I recently downloaded an iPhone app called IFTTT (If This Then That). With IFTTT, users can automate phone and app functionality by constructing “recipes” that connect previously-unconnected features. For example, I could create an IFTTT recipe that sends an SMS message whenever I enter or exit a predefined area. After playing around with the app for a couple of minutes, I realized that this app essentially programs acceptance criteria into the user’s daily life.
Think for a moment of your daily tasks as user stories: As a human being, I want to buy groceries so that I can eat meals. As a son, I want to call my mother every Sunday so that I can keep in touch with my family. As a homeowner, I want to save money on my electricity bill so that I can spend the money on other things.
IFTTT closely follows the given when, then format for acceptance criteria. Take the grocery requirement. IFTTT could pair your phone’s location services with your Evernote account. Given you are at a grocery store, then IFTTT will send your grocery list in Evernote as an SMS text. Given I am at my house on Sunday night, send an email reminder to call home. Given the temperature is less that 75º, set my programmable thermostat to a higher temperature.

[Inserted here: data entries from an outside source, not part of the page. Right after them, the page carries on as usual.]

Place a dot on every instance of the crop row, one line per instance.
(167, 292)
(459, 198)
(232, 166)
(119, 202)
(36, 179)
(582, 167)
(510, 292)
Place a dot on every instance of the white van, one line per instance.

You can take any life “project” and apply an agile framework systematically using nothing more than some planning and IFTTT. Let’s take weight loss as an example. Pick 5-6 tasks that lead to better health, and automate as much as possible using IFTTT. Implement two new healthy habits every week, and you could make an impactful change in your health. Logging food choices, remembering to exercise, and getting enough sleep are all activities that positively affect health. Set reminders using IFTTT, and these will become second nature. In life as in software development, agile methodology can be a dynamic force for change.